Vigna non aveva rinunciato a indagare i silenzi e i depistaggi del mondo politico. Tutti ricordiamo la celebre seduta spiritica con l’indicazione di Gradoli come luogo della prigionia di Moro, alla quale si diceva avesse partecipato anche Romano Prodi. « È evidente » diceva invece Vigna « che quella seduta spiritica non ci fu mai e che i politici che erano al corrente di quell’informazione volevano soltanto coprire la loro fonte; senza quel ritardo, chissà, forse Aldo Moro avrebbe potuto esser liberato ».
Ma il vero successo di Vigna e della magistratura fiorentina, a mio avviso, fu proprio l’inchiesta sulla strage dei Georgofili, il 27 maggio del 1993. Quella notte era di turno il pubblico ministero Gabriele Chelazzi. Capirono subito, Chelazzi e Vigna, che l’esplosione era stata un attentato. « Disposi che le indagini le avrei coordinate personalmente e, data la mole di lavoro da fare, a Gabriele affiancai l’altro sostituto Francesco Fleury e Giuseppe Nicolosi, siciliano ed esperto di mafia » . Vigna e Chelazzi avevano capito sin dalle prime ore che l’ nchiesta li avrebbe portati in Sicilia, « al cuore di Cosa Nostra » . Ci volle quasi un anno di lavoro prima che il pool fiorentino giungesse, seguendo tracce telefoniche, a un numero utilizzato da Gaspare Spatuzza, del clan di Brancaccio. Quella era stata ” la strada”, il filo che li avrebbe portati anche a individuare in Paolo Bellini (ex Avanguardia Nazionale) un personaggio chiave dell’eversione, fondamentale protagonista della nuova inchiesta della procura di Bologna sulla strage alla stazione il 2 agosto 1980.
Una vita « in difesa della giustizia », quella di Vigna ( e della magistratura fiorentina). Un uomo senza tante illusioni.
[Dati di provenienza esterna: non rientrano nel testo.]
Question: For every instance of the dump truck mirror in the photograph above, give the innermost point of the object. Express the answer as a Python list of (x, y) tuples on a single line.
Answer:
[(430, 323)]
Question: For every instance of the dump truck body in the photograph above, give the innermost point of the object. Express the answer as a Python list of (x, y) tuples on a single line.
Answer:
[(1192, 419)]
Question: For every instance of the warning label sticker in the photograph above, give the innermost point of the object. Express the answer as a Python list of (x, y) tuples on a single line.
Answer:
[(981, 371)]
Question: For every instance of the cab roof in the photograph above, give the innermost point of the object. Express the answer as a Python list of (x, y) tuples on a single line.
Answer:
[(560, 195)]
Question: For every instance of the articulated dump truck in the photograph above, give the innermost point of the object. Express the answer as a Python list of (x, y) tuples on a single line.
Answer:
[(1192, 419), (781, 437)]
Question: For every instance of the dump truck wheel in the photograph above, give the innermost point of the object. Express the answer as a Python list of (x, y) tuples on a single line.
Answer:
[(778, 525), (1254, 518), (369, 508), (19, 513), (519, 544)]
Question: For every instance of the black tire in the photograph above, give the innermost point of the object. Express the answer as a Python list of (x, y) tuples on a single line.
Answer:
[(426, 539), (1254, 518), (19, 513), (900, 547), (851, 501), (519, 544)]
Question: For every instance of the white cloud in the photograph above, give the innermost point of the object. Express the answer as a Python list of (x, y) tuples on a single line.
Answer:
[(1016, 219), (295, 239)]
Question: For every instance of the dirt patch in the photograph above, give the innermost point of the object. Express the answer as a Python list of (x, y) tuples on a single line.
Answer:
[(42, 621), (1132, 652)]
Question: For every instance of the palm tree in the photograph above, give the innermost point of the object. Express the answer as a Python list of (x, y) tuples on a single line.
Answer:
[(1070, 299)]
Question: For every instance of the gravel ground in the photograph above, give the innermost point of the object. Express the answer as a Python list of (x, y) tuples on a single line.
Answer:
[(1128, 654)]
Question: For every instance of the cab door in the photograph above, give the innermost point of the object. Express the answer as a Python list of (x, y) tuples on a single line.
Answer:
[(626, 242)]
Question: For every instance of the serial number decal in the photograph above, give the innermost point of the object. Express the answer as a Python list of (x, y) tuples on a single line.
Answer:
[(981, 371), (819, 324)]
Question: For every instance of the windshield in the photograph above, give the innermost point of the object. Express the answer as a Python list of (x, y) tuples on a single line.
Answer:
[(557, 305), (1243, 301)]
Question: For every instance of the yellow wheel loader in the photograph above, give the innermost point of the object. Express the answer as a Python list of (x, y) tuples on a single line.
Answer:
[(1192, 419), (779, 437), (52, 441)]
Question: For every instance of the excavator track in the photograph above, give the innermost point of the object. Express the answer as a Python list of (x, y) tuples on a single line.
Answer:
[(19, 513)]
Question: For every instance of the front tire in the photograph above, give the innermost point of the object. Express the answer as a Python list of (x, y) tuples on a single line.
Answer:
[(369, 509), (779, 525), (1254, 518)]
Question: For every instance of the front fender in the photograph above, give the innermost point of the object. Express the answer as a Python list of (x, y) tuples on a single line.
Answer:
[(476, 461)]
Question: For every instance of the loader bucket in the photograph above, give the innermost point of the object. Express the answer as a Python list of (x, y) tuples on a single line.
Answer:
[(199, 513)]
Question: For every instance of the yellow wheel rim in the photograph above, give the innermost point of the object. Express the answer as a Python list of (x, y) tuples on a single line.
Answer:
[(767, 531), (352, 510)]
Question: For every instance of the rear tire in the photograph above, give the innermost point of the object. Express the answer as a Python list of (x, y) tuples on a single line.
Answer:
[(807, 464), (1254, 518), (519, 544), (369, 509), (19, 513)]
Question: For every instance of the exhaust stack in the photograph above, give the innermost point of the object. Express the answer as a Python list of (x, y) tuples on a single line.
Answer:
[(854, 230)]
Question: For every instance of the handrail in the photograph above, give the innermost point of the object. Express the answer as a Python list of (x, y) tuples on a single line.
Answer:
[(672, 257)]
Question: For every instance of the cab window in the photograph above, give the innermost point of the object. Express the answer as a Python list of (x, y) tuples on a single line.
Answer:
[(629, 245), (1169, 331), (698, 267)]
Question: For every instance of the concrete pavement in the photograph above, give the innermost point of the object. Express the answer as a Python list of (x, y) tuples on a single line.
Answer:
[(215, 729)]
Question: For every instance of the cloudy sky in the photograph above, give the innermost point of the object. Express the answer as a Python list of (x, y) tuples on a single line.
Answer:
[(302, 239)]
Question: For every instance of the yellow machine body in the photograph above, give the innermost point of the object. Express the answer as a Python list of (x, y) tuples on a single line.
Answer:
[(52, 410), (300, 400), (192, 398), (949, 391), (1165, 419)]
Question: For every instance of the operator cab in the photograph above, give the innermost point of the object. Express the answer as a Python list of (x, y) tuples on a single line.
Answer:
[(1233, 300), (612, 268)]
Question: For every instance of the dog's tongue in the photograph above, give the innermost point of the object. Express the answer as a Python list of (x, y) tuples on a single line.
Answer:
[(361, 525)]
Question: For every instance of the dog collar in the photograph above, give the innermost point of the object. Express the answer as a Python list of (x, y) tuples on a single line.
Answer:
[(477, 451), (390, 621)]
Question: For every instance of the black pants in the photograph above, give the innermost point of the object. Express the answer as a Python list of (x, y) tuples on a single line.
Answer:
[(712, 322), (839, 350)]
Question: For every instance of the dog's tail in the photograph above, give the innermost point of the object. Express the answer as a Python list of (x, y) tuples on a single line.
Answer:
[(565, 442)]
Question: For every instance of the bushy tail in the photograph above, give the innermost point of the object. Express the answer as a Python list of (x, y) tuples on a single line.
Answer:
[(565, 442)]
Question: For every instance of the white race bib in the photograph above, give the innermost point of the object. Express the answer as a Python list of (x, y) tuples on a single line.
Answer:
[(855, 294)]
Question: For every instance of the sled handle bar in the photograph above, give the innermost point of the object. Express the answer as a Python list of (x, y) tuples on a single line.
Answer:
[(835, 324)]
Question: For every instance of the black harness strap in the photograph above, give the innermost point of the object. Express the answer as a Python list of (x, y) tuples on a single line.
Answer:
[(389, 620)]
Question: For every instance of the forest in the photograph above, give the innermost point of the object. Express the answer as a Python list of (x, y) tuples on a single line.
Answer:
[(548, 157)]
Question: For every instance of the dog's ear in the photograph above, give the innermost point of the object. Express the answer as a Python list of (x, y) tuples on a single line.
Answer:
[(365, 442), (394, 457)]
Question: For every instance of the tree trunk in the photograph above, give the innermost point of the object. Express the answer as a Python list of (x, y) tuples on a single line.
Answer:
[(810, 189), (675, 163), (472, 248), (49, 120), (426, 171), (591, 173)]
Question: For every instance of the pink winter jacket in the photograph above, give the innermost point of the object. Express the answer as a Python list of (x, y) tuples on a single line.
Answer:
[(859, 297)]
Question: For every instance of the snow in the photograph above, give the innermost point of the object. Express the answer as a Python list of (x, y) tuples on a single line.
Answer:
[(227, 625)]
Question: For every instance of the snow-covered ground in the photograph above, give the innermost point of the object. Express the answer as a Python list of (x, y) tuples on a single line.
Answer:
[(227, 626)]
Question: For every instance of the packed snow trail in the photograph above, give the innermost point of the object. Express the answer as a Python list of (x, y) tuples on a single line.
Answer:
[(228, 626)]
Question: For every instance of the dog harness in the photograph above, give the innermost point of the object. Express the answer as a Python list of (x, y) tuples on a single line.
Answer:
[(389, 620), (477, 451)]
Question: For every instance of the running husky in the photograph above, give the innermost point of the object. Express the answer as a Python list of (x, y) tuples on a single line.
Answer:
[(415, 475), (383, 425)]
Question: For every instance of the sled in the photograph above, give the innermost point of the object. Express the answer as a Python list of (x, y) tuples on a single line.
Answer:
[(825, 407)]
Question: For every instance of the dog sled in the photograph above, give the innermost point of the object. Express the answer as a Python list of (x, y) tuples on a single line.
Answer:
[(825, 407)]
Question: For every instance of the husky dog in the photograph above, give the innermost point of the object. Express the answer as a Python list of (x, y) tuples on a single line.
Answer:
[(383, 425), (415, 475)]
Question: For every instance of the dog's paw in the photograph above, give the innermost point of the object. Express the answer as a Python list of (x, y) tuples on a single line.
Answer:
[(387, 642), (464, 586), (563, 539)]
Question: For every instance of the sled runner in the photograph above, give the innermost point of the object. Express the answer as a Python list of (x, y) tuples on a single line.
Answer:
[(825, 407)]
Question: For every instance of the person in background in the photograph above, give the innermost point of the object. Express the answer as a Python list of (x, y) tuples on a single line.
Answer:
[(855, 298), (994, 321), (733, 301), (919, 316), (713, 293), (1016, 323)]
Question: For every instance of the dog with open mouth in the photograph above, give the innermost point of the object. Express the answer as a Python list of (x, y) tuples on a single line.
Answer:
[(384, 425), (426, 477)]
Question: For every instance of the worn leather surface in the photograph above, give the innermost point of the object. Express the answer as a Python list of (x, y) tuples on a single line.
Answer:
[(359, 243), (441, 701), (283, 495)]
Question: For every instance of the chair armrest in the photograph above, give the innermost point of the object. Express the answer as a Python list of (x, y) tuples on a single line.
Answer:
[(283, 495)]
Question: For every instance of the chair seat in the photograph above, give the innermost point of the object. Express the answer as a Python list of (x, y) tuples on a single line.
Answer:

Nel tirare le fila del mondo di terroristi neri e rossi che aveva studiato e indagato, di tutti quei collegamenti con i servizi segreti e con gli uomini dello Stato, di quel silenzio inquietante per l’assenza totale di « pentiti istituzionali », rifletteva sulla storia tormentata del nostro Paese, e pareva rassegnato. « Credo che la scarsità di pentiti tra i militanti dell’ eversione nera si possa spiegare con l’attesa di impunità di questi terroristi. Dovuta forse alla constatazione che, nel passaggio dal fascismo alla Repubblica, la struttura burocratica dello Stato è rimasta pressoché immutata, provocando una sorta di aspettativa di indulgenza ».
Ecco, nei giorni del coronavirus, il ricordo di una storia di servitori dello Stato, a Firenze. E nei giorni degli alterchi televisivi fra un ministro e un magistrato, membro del Csm, nei giorni della giustizia “infettata”, consola ricordare che non è stato sempre così, nel nostro Paese. Gli esempi e forse l’energia per imboccare un’ altra strada ci sarebbero. Proprio a partire da Firenze, la città che forse più di tutte in Italia ha prediletto e predilige ancora il tempo dei silenzi e l’ombra dei segreti.
Rinascere, allora, alla luce del sole.